SONC Relaxations

The module sonc.py implements constrained SONC relaxations as geometric programs.

Formulation Focus

The implementation follows the Section 3 constrained SONC structure used in this project and supports the Example 3.3 workflow in the repository examples.

The central transformed object is:

\[G(\mu) = f - \sum_i \mu_i g_i.\]

For each relevant exponent term, the model introduces auxiliary variables and constraints that bound positive and negative parts of coefficients and connect them through barycentric weights.

For each \(\beta\) in the active delta set and each support point \(\alpha(j)\), the implementation uses the standard constrained SONC pattern with variables \(a_{\beta,j}\), \(b_\beta\), and multipliers \(\mu\). To align with the Section 3 constrained formulation (equation (3.3)), the key families implemented in code are:

Variable Roles

  1. \(\mu\): Lagrange-style multipliers combining objective and constraints through \(G(\mu)\).

  2. \(a_{\beta,j}\): circuit weights attached to support points for each active \(\beta\).

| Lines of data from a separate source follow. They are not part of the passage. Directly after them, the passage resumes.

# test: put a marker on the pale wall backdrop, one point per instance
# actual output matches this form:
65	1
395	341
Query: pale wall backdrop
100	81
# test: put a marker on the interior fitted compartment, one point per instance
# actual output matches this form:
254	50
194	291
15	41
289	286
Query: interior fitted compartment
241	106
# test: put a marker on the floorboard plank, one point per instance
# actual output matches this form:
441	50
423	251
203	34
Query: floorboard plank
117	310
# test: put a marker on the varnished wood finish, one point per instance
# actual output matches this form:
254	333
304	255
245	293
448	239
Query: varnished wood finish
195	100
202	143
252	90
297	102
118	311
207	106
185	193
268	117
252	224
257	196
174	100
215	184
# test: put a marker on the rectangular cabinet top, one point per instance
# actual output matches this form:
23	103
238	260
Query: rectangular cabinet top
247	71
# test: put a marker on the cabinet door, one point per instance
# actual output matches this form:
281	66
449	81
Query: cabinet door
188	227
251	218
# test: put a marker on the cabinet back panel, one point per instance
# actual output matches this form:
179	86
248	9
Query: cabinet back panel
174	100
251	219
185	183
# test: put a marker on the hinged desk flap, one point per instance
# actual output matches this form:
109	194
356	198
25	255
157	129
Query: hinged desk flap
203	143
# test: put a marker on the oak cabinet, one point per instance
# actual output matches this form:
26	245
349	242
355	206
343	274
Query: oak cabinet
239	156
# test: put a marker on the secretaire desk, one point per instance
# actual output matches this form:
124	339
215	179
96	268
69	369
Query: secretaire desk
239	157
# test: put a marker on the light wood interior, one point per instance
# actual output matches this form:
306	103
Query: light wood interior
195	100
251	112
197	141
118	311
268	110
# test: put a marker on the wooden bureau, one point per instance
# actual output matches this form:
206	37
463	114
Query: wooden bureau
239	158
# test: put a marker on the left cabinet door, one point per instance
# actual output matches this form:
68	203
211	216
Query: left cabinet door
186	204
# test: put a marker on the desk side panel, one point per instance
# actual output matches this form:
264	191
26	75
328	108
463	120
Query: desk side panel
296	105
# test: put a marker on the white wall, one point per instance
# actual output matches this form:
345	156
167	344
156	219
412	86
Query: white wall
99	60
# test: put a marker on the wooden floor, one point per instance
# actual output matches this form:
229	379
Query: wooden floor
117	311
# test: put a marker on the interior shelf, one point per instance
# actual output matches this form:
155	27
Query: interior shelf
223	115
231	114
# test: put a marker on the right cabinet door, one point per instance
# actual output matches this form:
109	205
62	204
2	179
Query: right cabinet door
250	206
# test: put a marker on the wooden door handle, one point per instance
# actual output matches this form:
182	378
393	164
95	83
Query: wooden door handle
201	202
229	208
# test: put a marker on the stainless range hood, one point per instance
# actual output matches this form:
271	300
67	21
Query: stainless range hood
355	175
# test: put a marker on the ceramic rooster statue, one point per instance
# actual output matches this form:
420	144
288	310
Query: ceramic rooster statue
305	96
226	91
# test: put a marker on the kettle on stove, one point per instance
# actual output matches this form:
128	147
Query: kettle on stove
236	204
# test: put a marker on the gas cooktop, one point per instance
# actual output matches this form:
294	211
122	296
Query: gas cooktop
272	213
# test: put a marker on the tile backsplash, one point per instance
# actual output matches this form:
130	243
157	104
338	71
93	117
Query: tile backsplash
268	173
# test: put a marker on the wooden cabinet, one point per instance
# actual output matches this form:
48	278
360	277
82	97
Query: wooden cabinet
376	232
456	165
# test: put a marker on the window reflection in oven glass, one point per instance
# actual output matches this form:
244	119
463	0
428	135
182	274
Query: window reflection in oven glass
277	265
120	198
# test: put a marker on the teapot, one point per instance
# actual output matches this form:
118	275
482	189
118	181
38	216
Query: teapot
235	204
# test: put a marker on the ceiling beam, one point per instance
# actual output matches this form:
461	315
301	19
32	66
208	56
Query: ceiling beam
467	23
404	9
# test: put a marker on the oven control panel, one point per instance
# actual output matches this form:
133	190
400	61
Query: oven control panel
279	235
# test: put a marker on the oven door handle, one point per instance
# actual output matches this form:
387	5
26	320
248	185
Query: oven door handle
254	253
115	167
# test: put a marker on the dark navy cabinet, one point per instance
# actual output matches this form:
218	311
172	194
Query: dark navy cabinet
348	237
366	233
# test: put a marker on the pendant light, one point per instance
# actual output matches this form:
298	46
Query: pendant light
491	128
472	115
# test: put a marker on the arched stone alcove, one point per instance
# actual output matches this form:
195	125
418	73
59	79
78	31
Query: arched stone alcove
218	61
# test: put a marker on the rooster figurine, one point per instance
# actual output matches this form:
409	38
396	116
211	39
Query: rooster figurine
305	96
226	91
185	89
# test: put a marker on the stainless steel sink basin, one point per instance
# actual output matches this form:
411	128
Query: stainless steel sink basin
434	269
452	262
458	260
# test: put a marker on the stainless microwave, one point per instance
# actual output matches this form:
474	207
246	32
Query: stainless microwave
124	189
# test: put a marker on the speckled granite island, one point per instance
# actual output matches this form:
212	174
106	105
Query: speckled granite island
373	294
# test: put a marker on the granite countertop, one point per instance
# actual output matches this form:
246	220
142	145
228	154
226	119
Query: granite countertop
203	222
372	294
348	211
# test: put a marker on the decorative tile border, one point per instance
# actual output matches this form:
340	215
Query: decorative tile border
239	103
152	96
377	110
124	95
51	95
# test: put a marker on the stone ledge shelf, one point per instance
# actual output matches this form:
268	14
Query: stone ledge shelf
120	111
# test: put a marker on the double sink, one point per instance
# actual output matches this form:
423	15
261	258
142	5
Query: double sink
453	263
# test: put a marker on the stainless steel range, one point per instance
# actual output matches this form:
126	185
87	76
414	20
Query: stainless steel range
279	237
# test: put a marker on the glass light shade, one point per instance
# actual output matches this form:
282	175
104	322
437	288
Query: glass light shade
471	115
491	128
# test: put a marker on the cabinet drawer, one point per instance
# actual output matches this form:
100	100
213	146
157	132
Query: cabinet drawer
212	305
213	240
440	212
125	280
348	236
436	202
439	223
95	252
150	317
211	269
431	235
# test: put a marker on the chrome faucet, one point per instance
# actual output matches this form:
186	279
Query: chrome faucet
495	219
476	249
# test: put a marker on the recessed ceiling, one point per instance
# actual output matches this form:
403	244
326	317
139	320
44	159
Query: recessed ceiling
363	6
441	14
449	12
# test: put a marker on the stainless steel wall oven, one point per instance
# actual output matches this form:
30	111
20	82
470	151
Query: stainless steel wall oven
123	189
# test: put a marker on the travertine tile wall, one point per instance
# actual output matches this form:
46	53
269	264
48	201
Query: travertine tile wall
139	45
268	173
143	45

  3. \(b_\beta\): auxiliary upper bounds controlling positive and negative parts of \(G(\mu)_\beta\).

(F1) support-point inequalities

\[\sum_j a_{\beta,j} \le G(\mu)_{\alpha(j)},\]

(F2) circuit-product inequality

\[\prod_j \left(\frac{a_{\beta,j}}{\lambda_j^{(\beta)}}\right)^{\lambda_j^{(\beta)}} \ge b_\beta,\]

(F3) positive-part bound

\[G(\mu)_\beta^+ \le b_\beta,\]

(F4) negative-part bound

\[G(\mu)_\beta^- \le b_\beta.\]

The GP objective minimized in this chapter is denoted by \(p(\mu, a, b)\), consistent with the Section 3 notation used by the constrained SONC formulation.

In implementation-oriented form, the objective can be read as:

\[p(\mu,a,b) = \sum_{i=1}^{m} \mu_i g_i^+(\alpha_0) + \sum_{\beta: \lambda_0^{(\beta)} > 0} \lambda_0^{(\beta)} b_\beta^{1/\lambda_0^{(\beta)}} \prod_{j\neq 0} \left(\frac{\lambda_j^{(\beta)}}{a_{\beta,j}}\right)^{\lambda_j^{(\beta)}/\lambda_0^{(\beta)}}.\]

This is the objective assembled in _build_objective after barycentric data is available.

The barycentric weights \(\lambda^{(\beta)}\) are computed from support points via convex-combination routines before model assembly.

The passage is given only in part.